The numbers coming across the Channel have increased significantly since home secretary Priti Patel in April announced a deal with the Rwandan government to take asylum seekers who reached Britain, said the report by the cross-party House of Commons home affairs committee.

Patel hopes that deporting people to Rwanda who enter the UK by irregular means will, alongside other efforts to crack down on migration, break the business model of trafficking gangs by acting as a deterrent to those arriving in dinghies.

But the report by the home affairs committee said there was “no clear evidence” that Patel’s policy “will deter migrant crossings — numbers have increased significantly since April”.

One possible explanation for a recent surge in numbers was scaremongering by people smugglers claiming that it will be harder to reach the UK in the future so better to hurry over now, added the report.
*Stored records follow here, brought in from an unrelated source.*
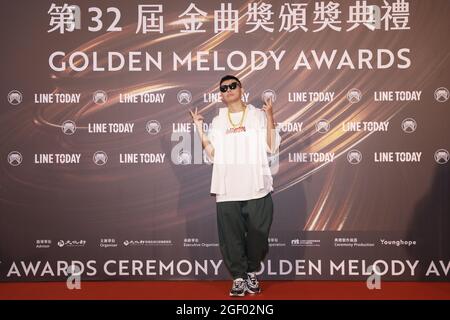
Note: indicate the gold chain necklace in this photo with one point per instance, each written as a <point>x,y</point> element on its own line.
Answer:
<point>242,118</point>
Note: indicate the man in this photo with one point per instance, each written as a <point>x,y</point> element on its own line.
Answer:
<point>237,144</point>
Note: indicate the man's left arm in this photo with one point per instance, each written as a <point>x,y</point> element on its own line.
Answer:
<point>272,135</point>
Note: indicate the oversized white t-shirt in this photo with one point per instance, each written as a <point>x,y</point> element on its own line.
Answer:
<point>240,165</point>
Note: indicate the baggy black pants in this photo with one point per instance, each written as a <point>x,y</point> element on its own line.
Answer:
<point>243,233</point>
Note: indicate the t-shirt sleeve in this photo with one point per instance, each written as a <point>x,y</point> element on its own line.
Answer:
<point>277,142</point>
<point>211,134</point>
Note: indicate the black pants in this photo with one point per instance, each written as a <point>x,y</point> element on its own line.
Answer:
<point>243,233</point>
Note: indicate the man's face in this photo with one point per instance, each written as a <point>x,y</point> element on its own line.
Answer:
<point>231,96</point>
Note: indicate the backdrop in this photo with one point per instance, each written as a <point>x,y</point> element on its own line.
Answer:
<point>101,167</point>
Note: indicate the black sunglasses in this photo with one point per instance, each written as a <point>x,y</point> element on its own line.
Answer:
<point>232,86</point>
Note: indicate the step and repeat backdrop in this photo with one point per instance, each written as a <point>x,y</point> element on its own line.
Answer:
<point>103,175</point>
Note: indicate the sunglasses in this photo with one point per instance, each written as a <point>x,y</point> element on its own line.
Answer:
<point>232,86</point>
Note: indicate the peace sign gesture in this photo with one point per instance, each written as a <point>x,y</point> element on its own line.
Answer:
<point>196,117</point>
<point>267,108</point>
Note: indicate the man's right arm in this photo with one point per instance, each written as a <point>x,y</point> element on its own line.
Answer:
<point>206,140</point>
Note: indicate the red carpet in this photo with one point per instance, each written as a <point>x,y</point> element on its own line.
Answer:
<point>218,290</point>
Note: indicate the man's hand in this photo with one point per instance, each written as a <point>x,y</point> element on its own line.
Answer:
<point>196,117</point>
<point>268,109</point>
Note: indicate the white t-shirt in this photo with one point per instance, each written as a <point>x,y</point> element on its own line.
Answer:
<point>241,167</point>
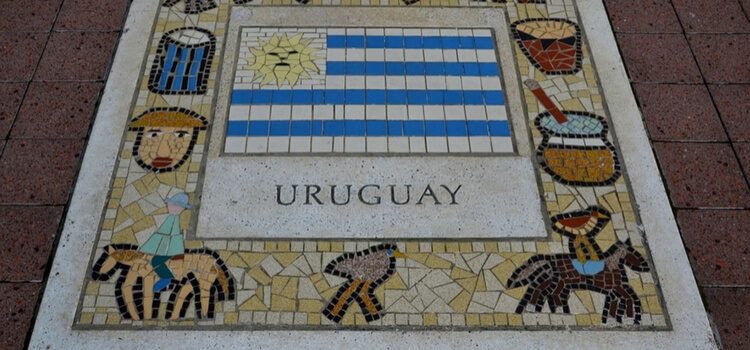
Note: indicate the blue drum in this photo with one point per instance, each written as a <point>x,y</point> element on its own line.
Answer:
<point>183,62</point>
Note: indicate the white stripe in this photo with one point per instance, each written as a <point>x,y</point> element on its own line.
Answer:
<point>375,112</point>
<point>307,144</point>
<point>412,55</point>
<point>412,82</point>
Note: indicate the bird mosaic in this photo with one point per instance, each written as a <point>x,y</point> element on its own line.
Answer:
<point>364,271</point>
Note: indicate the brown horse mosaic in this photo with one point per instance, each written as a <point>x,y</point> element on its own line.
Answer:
<point>551,278</point>
<point>200,275</point>
<point>364,271</point>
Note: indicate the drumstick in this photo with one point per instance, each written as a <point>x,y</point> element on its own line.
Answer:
<point>534,86</point>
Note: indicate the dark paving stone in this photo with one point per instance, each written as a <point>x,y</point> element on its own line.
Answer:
<point>57,110</point>
<point>718,245</point>
<point>711,16</point>
<point>679,112</point>
<point>94,15</point>
<point>729,309</point>
<point>38,171</point>
<point>20,53</point>
<point>77,56</point>
<point>654,16</point>
<point>17,301</point>
<point>722,57</point>
<point>28,242</point>
<point>700,175</point>
<point>25,16</point>
<point>661,58</point>
<point>733,104</point>
<point>10,100</point>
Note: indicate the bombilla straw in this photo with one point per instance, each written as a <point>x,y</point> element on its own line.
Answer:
<point>535,88</point>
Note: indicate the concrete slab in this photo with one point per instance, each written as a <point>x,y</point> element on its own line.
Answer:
<point>145,190</point>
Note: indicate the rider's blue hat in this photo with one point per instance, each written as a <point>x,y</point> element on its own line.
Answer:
<point>180,199</point>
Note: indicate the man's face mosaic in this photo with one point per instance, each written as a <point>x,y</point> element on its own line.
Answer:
<point>164,147</point>
<point>165,138</point>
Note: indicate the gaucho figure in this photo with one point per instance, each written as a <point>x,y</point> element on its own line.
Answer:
<point>166,137</point>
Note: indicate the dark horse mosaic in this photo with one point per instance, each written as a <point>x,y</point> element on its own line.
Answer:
<point>551,278</point>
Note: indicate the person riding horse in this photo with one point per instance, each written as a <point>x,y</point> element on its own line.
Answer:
<point>581,228</point>
<point>167,242</point>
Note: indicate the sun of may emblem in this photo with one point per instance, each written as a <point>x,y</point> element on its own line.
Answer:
<point>284,59</point>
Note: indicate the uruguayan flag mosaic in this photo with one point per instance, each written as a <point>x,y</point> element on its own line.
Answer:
<point>367,90</point>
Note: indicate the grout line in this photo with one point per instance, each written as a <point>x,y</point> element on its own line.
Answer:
<point>716,108</point>
<point>712,316</point>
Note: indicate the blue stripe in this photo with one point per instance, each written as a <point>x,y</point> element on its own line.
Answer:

About 28,500 people arrived in the UK in 2021 via the English Channel and 14,000 have come so far in 2022, with the total expected to be 60,000 by the end of the year.

Dame Diana Johnson, Labor chair of the home affairs committee, said there was “no quick-fix solution” to the problem.

She added: “Despite much sabre-rattling that people should claim asylum in the first safe country they arrive in, the government has made slow progress in setting up deals with international partners to facilitate returns. Its deterrent policy of sending asylum applicants to Rwanda appears to have gone unnoticed by those who attempt to cross the Channel.”

The home affairs committee report said at least 166 people had died or gone missing in the Channel since 2014.

Patel’s Rwanda scheme was brought to a dramatic — if temporary — halt last month when a string of legal challenges that went all the way to the European Court of Human Rights grounded the first of many planned removal flights.

A judicial review into the legality of the plan was originally scheduled for this month but has been delayed until September to allow time for a coalition of refugee and human rights groups, and trade unionists, to prepare their objections.

The home affairs committee said there was no clear information yet on the cost of the plan — in April the UK stated it would provide £120mn in development assistance to Rwanda as part of a migration partnership.

The report said there was “no magical single solution” to irregular migration but recommended that “evidence-driven, properly costed and fully tested policy initiatives are by far most likely to achieve sustainable incremental change that deters journeys such as dangerous Channel crossings”.

Among these, the UK should be prioritizing close collaboration with the French authorities in disrupting trafficking gangs, it added.

The report also recommended the British government enter into discussion with its French counterpart on providing UK asylum assessment facilities within France.

The government did not immediately respond to a request for comment.